There she was in bed, dying, and the next thing she knows, she is here. 
By PAUL ZILMER
Read Time: 2 minutes

She opens her eyes to an intensity of light, which in spite of its brightness seems just delightful.  At first she doesn’t know if she is standing or lying down.  A feeling of weightlessness resolves into concrete reality.  She looks around herself, and out of the brightness other figures are resolving.  They are people, and like her they are looking around in wonder.  There are so many!

Suddenly she remembers.  She was sick, frail, bedridden.  But no more!  She feels…vibrant!  Full of energy.  Her face breaks into the widest smile it could possibly hold.

With a shock, she realizes, “But, but I died.  I was so old and so sick that I died.”  The wonder of that thought makes her eyes open even wider.  Her mouth forms a large O.  She looks around and sees similar expressions on the faces surrounding her.

And then she becomes aware that, in-between being so sick, and now being so full of life, there had been a call, a summons.  There she was in bed, dying, and the next thing she knows, she is here.  But she is here because there had been a voice-a commanding, irresistible word of power, summoning her.

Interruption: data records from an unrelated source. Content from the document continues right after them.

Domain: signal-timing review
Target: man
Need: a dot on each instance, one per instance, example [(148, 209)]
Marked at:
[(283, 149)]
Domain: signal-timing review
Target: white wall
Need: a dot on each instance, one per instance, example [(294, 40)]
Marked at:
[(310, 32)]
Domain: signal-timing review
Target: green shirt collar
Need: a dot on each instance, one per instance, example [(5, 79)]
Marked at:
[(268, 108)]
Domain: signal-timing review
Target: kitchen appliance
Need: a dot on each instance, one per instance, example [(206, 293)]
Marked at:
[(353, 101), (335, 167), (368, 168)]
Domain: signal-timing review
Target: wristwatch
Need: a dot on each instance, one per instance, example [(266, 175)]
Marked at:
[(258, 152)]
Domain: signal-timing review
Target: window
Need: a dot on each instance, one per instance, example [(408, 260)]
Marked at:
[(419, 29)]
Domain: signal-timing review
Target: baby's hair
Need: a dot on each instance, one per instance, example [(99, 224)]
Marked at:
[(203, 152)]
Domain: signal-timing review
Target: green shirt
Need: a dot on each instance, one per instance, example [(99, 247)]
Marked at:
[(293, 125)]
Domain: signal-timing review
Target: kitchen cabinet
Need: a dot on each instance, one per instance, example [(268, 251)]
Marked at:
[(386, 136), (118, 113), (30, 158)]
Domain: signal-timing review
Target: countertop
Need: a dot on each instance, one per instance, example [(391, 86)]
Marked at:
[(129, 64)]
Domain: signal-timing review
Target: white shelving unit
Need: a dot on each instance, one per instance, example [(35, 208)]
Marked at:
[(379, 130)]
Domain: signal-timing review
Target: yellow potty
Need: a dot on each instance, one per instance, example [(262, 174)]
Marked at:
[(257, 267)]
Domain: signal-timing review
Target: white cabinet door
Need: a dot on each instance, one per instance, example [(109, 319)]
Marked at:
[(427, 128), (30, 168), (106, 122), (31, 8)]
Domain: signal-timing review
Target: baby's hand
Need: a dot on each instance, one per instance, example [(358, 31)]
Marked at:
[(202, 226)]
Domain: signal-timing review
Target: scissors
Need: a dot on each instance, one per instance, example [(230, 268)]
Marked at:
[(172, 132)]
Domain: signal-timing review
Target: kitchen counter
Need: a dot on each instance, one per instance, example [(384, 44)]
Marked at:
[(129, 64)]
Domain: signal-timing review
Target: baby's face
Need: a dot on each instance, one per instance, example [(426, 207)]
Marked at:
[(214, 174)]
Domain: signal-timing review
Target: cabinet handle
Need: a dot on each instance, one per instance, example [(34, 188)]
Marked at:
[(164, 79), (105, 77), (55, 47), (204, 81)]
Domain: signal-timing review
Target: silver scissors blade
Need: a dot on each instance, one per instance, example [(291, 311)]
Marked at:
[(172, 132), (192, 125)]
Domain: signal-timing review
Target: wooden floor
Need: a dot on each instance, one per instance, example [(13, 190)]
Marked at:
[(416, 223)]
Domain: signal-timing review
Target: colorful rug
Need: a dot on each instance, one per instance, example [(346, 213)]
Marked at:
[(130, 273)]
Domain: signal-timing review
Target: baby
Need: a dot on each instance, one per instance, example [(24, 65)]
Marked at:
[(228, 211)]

The voice.  She knows that voice.  Then there is a flood of remembrance, “This happened before!  I’ve heard that voice calling me before.”  The voice had said, “Talitha cumi!”  She had been sick then, too.  She had died then, too. 

That time, when she opened her eyes, she was laying on her bed in her own room.  Her parents were there, and so was the rabbi they had told her about-that her father had said he was going to bring.  She remembers the rabbi’s face was smiling as she sat right up, feeling wonderful, and then jumped out of bed to hug her parents.

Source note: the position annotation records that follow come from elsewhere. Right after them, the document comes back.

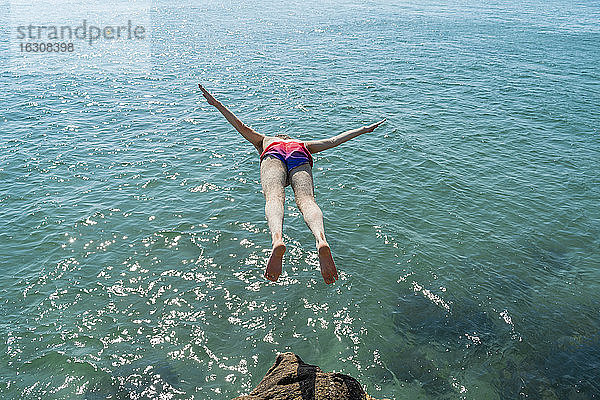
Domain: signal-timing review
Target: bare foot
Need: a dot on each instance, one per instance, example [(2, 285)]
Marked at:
[(274, 264), (328, 269)]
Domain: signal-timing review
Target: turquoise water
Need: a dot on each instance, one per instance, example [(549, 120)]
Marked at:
[(466, 230)]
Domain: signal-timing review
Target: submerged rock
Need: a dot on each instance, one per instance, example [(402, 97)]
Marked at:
[(292, 379)]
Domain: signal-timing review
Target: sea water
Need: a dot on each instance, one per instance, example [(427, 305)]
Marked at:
[(465, 229)]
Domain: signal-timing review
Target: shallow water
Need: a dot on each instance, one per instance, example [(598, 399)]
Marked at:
[(465, 229)]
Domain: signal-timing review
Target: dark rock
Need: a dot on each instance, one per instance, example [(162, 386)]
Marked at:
[(292, 379)]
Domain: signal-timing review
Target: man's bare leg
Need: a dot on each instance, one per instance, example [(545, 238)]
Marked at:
[(302, 183), (273, 176)]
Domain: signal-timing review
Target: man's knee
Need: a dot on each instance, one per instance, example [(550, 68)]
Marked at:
[(306, 203)]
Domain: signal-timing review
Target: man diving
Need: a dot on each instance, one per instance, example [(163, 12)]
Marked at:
[(285, 161)]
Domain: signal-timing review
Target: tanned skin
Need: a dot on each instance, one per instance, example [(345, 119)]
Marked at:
[(275, 177)]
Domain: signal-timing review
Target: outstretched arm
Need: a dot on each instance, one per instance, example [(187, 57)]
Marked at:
[(314, 146), (248, 133)]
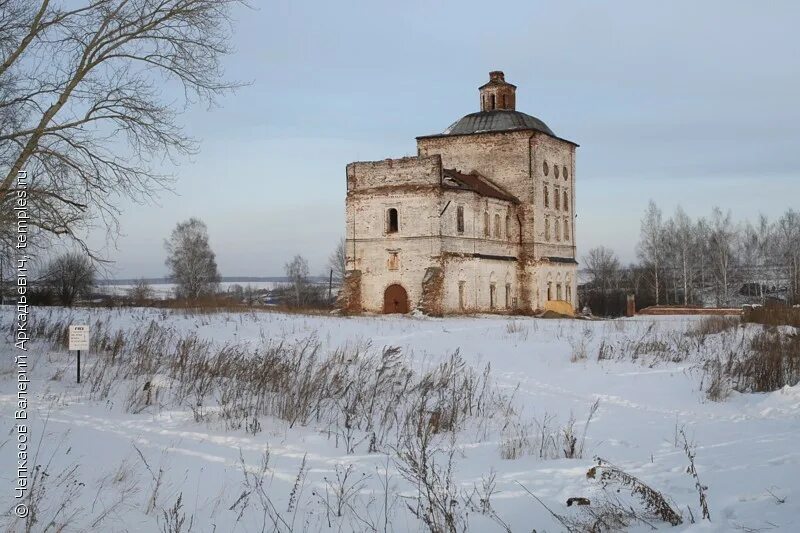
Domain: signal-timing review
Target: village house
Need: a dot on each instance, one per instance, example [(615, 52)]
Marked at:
[(480, 220)]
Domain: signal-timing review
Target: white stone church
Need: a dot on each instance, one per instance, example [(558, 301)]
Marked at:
[(481, 220)]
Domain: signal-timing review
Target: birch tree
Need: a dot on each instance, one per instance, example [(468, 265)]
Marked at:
[(787, 246), (651, 246), (90, 92), (721, 241), (192, 263)]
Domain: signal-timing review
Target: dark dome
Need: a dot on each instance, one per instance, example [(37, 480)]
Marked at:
[(496, 120)]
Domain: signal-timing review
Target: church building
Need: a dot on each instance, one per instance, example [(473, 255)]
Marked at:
[(482, 219)]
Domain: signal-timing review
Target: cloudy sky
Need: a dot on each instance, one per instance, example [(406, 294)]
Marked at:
[(690, 103)]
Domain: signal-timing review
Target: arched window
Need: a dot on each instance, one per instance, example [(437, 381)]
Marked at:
[(392, 221)]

And here she is, again.  She’s been brought back again, by the same voice, the voice even death can’t defy.  She had gotten old, she had died.  And the voice had brought her to life again.

This time, she’s surrounded by other people who all seem to be going through the same process of realization.  She turns to a man beside her.  Grinning, he says, “I died!”  She replies, “Me too!  And this wasn’t the first time the Lord called me back!” 

hardly anyone else had been raised twice

The man is shocked, and says, “You’re kidding! Me too!  After I died, I woke up with the Lord’s hand touching me.  I was on a bier, being carried out to the graveyard.  Everyone was so shocked they nearly dropped me!”  And then it’s her turn to be shocked.  “That was you? I heard about you!

Both of them then turn to others.  There are excited conversations going on all around them.  Of course hardly anyone else had been raised twice.  But every single one had their own story of dying.  Every one was now pouring out the joy of their deliverance out of death.  The vindication of their faith.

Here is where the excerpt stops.